Doch die Einschleppung von Arten aus anderen Kontinenten spielt eine ebenso wichtige Rolle für den Wandel in der Natur wie Klimaveränderungen: „Besonders das Drüsige Springkraut, das ursprünglich aus dem Himalaya stammt, hat sich in Bremen-Nord extrem ausgebreitet. Es gilt als invasive Art, die vor allem feuchte bis nasse Standorte dominiert, zum Beispiel an der Lesum“, berichtet Schnaidt.
Ein weiterer Faktor, der zu drastischem Wandel in der Natur führt, ist eindeutig: die Zunahme von Stickstoff, bedingt durch den starken Einsatz von Dünger in der Landwirtschaft. „Arten, die bereits sehr häufig sind, wie die Brennnessel, werden durch Stickstoff gefördert – der auch durch die Luft transportiert wird“, weiß Martina Schnaidt.

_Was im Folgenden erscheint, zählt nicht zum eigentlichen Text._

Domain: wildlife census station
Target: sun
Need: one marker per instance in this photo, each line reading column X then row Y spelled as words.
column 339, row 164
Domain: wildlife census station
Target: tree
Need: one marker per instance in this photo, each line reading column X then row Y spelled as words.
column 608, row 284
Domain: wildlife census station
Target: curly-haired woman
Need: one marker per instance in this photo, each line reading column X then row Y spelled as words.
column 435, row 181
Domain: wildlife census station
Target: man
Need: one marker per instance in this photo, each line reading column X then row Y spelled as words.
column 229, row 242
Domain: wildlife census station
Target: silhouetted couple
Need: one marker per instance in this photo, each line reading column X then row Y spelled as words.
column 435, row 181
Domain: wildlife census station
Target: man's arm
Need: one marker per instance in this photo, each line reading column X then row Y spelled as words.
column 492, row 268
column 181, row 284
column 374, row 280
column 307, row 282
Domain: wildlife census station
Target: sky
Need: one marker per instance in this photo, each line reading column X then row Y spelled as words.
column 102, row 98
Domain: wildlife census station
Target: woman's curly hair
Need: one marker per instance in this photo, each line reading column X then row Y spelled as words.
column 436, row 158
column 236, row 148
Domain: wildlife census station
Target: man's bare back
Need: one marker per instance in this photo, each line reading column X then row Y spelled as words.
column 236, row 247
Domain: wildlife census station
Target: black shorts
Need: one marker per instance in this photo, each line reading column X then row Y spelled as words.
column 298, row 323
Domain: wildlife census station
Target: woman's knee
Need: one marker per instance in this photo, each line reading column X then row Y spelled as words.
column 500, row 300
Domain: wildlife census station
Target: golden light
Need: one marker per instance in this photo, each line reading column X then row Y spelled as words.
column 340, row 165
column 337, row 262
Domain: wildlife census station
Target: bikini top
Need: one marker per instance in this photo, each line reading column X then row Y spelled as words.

Um ökologischen Wandel zu verstehen, muss das Interagieren vieler Arten untereinander und mit ihrer Umwelt erfasst werden, sagt sie: Klimawandel, Nährstoffeinträge und Entwässerungen bis hin zum Ausfall von Blütenbesuchern wirken oft miteinander verzahnt. Höhere Temperaturen infolge des Klimawandels wirken jedoch direkt auf die Wachstums- und Entwicklungsprozesse der Pflanzen ein: „Viele Kräuter und Bäume blühen inzwischen weit früher im Jahr – wie zum Beispiel in diesem Jahr die Obstbäume. Doch viele Insektenarten, wie zum Beispiel Honigbienen, waren auf die um zwei bis drei Wochen vorverlegte Blütezeit nicht eingestellt. Sie konnten deshalb ihre Bestäubungsdienste an Äpfeln und anderen Obstarten kaum erfüllen – das synchrone Auftreten von Blütenpflanzen und Insektenbestäubern werde durch den Klimawandel auseinandergerissen", sagt Martina Schnaidt.